Ocean carrier space is still getting worse. Space is completely booked out for the rest of the year, and space is filled up until the middle of January. Customers can work around these capacity issues if they book on a premium service that some carriers have begun offering. These premium services, however, will cost nearly $2-3,000 more than usual, and shipments would still take a few weeks to arrive on time. Some areas in China are also refusing shipments because of the tight capacity. It is expected that these refusals will last until the Chinese New Year and hopefully stop in late February. Because of these refusals, delays are expected.
Some ocean carriers are posting delays of 30-40 days after the Thanksgiving holiday. Some carriers were closed for a few days due to the Thanksgiving holiday, and when they came back from their respite, they were overwhelmed with delays. As the holidays continue throughout December, delays of 60-90 days are anticipated. It is also recommended to book four weeks in advance in order to receive shipments in a reasonable time.
The Federal Maritime Commission (FMC) is monitoring three major shipping alliances. Due to market fluctuations, the FMC is requiring three major global shipping alliances — 2M, THE Alliance, and OCEAN — to provide monthly carrier-specific trade data rather than quarterly. The FMC’s order comes as global regulators increase their scrutiny of container lines, citing that these carriers have “the greatest potential to cause or facilitate adverse market effects.”
President-elect Joe Biden has no immediate plans to remove tariffs on China. The President-elect said he would not act immediately to remove the 25% tariffs that President Trump imposed on about half of China’s exports to the United States. Instead, Biden wants to conduct a full review of the existing agreement with China and consult with traditional allies in Asia and Europe to develop a strategy.
France moves forward with digital taxes on U.S. technology companies. France is now collecting a new digital service tax from some U.S. technology companies, such as Amazon and Facebook. Officials in France claim that some of these companies pay too little in taxes on the profits they make in countries, which is why the country decided to impose these digital taxes.
The U.S. International Trade Commission (USITC) seeks comments on modifications to the U.S. Harmonized Tariff Schedule (HTS).
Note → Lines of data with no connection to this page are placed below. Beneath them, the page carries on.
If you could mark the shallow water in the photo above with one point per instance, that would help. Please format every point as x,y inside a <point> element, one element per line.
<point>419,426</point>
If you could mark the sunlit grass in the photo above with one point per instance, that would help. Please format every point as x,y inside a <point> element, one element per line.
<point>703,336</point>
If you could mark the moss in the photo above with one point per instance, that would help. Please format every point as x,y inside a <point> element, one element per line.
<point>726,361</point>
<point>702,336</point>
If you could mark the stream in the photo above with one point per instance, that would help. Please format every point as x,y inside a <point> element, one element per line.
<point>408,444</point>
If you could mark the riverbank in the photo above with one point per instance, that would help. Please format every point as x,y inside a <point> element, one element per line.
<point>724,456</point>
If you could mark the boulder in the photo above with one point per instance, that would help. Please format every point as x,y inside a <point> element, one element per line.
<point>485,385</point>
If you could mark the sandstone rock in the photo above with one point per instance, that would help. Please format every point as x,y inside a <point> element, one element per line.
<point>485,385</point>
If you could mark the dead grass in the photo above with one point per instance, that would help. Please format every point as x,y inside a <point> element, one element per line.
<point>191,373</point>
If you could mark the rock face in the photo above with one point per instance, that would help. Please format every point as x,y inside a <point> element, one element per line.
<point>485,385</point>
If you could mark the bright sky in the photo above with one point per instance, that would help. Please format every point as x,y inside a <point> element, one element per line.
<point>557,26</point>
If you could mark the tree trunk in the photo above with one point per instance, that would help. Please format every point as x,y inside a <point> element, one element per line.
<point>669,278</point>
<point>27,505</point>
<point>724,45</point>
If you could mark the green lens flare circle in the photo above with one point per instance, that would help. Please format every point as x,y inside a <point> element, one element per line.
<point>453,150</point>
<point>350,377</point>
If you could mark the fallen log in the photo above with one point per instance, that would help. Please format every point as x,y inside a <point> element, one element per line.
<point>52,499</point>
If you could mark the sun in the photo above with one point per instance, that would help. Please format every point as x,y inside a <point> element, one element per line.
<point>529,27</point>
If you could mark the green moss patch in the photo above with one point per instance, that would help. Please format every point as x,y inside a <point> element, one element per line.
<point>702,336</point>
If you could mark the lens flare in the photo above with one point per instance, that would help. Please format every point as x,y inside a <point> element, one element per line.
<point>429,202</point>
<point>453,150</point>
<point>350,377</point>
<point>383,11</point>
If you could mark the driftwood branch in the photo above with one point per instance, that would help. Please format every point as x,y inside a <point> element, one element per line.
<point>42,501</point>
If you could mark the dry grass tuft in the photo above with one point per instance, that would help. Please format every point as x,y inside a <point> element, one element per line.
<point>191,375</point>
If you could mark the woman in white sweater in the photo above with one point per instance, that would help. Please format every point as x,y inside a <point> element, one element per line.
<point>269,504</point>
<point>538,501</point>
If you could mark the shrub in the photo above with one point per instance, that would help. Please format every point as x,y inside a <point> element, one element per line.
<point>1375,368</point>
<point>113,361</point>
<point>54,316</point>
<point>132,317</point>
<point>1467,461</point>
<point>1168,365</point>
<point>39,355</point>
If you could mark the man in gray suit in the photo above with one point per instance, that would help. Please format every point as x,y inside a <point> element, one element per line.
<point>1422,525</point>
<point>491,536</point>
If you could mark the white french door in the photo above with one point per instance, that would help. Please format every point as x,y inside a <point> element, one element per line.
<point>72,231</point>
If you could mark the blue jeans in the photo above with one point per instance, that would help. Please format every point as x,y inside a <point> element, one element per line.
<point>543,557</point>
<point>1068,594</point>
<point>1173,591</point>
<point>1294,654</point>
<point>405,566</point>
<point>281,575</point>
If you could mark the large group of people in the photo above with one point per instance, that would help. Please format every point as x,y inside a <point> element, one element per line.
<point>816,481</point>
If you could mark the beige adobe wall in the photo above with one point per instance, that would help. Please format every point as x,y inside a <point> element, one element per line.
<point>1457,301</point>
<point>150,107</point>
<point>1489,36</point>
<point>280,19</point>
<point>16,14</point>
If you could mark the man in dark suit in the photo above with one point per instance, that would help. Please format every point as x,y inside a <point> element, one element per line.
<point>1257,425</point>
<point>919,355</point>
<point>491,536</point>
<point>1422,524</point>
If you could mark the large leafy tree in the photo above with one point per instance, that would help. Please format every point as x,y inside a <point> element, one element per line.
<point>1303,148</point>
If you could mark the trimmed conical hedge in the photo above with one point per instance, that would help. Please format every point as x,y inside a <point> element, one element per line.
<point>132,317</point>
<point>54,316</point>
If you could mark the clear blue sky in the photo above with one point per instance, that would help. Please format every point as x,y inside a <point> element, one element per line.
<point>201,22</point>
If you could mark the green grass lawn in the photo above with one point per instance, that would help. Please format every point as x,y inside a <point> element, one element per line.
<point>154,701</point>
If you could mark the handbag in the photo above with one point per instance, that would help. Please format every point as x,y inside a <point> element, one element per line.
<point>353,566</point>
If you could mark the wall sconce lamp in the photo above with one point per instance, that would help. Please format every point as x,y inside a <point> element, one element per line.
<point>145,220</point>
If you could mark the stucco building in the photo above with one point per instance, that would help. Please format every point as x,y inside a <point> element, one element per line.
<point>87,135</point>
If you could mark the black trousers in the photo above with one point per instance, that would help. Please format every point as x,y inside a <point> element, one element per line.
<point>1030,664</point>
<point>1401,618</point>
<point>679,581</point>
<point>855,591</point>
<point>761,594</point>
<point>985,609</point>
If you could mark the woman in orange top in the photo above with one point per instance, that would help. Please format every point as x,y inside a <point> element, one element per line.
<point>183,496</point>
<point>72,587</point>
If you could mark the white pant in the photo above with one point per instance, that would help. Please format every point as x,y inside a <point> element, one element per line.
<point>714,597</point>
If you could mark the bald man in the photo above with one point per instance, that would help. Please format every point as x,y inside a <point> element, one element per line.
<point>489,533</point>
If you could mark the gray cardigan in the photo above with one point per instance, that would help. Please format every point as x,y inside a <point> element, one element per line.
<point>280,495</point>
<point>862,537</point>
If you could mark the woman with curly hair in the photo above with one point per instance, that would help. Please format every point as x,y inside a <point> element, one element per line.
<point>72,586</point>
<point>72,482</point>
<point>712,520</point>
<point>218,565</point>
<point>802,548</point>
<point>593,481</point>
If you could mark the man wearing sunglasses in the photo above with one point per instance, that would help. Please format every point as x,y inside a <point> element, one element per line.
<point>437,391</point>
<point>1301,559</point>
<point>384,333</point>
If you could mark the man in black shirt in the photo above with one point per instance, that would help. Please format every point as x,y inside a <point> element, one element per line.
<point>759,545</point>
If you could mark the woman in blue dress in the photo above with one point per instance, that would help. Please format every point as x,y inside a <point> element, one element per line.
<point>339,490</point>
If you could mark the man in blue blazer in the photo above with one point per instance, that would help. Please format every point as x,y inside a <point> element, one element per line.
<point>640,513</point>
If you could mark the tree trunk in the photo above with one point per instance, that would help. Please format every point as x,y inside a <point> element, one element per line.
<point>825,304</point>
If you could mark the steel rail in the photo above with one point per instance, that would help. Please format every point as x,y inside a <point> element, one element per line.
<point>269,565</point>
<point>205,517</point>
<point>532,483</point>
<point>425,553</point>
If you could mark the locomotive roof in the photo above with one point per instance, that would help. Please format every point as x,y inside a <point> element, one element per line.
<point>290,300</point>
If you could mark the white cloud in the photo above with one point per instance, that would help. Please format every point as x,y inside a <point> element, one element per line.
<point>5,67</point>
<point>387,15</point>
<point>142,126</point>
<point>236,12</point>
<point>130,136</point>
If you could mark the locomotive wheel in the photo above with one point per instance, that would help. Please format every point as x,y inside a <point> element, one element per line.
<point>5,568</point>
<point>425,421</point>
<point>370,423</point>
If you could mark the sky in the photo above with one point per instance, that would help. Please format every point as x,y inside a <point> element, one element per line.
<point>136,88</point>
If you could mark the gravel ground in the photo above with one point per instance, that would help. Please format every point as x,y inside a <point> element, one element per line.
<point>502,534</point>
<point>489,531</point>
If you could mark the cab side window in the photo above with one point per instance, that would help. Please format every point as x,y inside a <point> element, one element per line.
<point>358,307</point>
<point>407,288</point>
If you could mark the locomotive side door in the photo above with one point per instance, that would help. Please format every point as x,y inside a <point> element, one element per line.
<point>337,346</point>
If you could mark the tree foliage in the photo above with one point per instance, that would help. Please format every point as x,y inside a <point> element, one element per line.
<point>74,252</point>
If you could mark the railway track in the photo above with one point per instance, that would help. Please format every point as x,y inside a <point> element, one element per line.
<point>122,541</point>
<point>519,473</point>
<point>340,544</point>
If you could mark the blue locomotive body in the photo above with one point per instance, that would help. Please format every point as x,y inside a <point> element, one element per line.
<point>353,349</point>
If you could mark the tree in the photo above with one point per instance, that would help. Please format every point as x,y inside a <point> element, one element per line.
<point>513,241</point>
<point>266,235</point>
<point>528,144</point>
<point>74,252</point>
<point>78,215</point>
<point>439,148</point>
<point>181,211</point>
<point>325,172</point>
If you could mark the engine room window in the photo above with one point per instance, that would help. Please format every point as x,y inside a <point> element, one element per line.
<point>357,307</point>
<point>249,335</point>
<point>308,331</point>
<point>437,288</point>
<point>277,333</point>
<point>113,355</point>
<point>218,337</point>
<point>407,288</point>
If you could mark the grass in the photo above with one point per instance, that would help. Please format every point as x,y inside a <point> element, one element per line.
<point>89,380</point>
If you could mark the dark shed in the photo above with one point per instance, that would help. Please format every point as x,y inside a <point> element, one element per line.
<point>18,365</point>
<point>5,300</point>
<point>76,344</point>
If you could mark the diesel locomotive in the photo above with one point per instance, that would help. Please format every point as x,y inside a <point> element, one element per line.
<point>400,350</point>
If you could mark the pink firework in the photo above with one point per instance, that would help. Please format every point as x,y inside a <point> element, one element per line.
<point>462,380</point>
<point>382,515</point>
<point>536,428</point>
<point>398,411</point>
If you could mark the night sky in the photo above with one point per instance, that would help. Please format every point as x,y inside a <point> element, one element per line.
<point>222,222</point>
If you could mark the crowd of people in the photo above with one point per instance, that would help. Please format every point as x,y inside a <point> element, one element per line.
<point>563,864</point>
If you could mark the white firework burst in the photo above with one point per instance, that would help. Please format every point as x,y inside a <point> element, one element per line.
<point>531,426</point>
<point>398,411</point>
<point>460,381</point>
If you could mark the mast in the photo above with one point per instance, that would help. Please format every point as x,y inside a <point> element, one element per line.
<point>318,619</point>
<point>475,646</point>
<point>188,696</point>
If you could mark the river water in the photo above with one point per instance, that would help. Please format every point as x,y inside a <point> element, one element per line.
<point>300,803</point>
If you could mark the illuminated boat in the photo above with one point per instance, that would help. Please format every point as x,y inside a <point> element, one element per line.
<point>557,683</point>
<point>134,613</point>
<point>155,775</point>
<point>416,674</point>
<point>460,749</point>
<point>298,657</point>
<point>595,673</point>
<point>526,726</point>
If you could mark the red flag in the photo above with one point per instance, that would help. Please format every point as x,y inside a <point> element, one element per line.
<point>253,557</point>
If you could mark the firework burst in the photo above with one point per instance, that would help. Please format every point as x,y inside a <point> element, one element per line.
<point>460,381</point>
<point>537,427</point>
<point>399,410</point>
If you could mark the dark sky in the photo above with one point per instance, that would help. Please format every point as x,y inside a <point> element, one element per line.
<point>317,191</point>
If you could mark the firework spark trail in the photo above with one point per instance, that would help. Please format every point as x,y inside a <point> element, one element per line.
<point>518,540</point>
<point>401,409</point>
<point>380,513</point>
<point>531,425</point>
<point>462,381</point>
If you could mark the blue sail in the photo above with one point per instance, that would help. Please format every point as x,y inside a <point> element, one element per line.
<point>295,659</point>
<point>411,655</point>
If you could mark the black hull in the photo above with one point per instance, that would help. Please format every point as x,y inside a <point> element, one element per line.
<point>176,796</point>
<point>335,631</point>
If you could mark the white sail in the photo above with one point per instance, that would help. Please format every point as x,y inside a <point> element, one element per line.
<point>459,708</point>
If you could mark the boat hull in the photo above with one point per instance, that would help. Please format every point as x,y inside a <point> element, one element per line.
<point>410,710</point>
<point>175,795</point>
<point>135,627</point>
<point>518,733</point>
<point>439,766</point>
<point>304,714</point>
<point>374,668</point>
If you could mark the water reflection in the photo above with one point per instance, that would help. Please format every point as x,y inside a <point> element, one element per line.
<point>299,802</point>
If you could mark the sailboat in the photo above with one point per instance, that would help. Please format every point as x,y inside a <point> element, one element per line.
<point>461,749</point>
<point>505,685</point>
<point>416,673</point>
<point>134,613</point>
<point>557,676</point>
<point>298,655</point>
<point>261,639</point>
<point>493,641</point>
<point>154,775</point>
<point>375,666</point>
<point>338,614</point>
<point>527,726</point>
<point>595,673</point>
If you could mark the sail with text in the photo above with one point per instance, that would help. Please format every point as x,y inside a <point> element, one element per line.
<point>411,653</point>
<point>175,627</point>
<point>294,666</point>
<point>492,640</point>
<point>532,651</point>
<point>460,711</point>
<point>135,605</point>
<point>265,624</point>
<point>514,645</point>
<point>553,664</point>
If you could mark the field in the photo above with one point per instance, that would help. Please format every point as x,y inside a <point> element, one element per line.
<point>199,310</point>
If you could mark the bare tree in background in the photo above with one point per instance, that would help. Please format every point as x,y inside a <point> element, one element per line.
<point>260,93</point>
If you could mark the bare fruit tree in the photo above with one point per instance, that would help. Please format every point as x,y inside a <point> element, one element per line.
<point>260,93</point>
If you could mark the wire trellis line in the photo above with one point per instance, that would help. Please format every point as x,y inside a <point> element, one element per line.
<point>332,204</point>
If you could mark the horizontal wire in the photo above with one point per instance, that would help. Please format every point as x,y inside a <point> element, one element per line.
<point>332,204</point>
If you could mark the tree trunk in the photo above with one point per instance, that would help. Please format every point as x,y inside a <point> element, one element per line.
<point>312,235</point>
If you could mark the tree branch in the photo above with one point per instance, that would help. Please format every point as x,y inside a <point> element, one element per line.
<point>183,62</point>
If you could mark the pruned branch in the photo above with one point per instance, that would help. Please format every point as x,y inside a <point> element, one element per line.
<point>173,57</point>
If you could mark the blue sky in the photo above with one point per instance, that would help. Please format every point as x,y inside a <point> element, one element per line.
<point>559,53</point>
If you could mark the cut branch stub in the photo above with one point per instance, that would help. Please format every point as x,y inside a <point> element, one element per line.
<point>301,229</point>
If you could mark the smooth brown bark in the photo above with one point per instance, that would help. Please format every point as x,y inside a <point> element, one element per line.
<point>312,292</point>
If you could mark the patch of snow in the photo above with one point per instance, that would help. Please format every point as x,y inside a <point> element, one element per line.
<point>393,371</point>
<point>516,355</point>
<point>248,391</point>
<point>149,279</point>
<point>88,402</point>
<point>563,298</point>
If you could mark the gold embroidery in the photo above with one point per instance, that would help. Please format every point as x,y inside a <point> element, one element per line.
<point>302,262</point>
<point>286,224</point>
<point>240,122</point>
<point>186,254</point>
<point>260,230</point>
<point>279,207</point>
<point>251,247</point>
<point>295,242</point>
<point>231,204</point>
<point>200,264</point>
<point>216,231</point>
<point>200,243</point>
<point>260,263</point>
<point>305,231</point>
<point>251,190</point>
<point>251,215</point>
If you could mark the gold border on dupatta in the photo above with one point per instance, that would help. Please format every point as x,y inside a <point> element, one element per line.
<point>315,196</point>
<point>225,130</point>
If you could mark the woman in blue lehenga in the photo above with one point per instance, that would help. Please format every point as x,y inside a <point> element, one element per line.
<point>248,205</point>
Comments will be open until December 14th. Some of the changes in these HTS codes pertain to classification numbers and changing the wording to modernize the tariff book. These changes will go into effect by January of 2022, so customers will have to update some of their systems by then. You can view the proposed HTS changes in a published USITC document online.
The Orient Overseas Container Line (OOCL) will implement surcharges due to congestion. The carrier has said that it will implement an “emergency intermodal surcharge” of $350 per dry container at U.S. West Coast ports. The surcharge applies to truck deliveries from the ports of Los Angeles and Long Beach, Oakland, Seattle, and Tacoma. However, if shippers identify a specific trucker, they can be exempt from the fee.
The port of Qingdao in China has stopped taking freights. Because of congestion and capacity issues, the port of Qingdao in China has stopped taking freights, which could be an indication that more ports in the area will do the same. It is advised that customers should keep an eye out for these instances so they can plan accordingly. If you need help navigating these issues, don’t hesitate to reach out to one of our Freight Experts.
Air freight rates remain stable. Air rates seem to not be increasing because volume is dropping. This drop in volume is probably because there aren’t as many booking requests at the moment because of less demand. Therefore, fewer delays are expected, but still likely to continue until after the Chinese New Year.
Trucking capacity remains tight as the holiday season continues. There seems to be no sign of improving capacity, even after the Thanksgiving holiday. As the Christmas tree season continues, trucking capacity will also remain tight. Areas like northern Wisconsin, West Virginia, and southern Oregon will be areas that will have tight capacity, with new areas that will arise as the season continues. Therefore, delays are expected.
After two mainline derailments, Norfolk Southern works to restore service. These derailments occurred near Cleveland, OH, and Hattiesburg, MS. Norfolk Southern has restored services in the Cleveland area, but customers with traffic moving through the area can expect delays of up to 48 hours. In Mississippi, Norfolk Southern is still working to restore services, but delays of up to 48 hours are also expected. As the winter season continues, customers should be aware of these types of instances that may cause delays for shipments.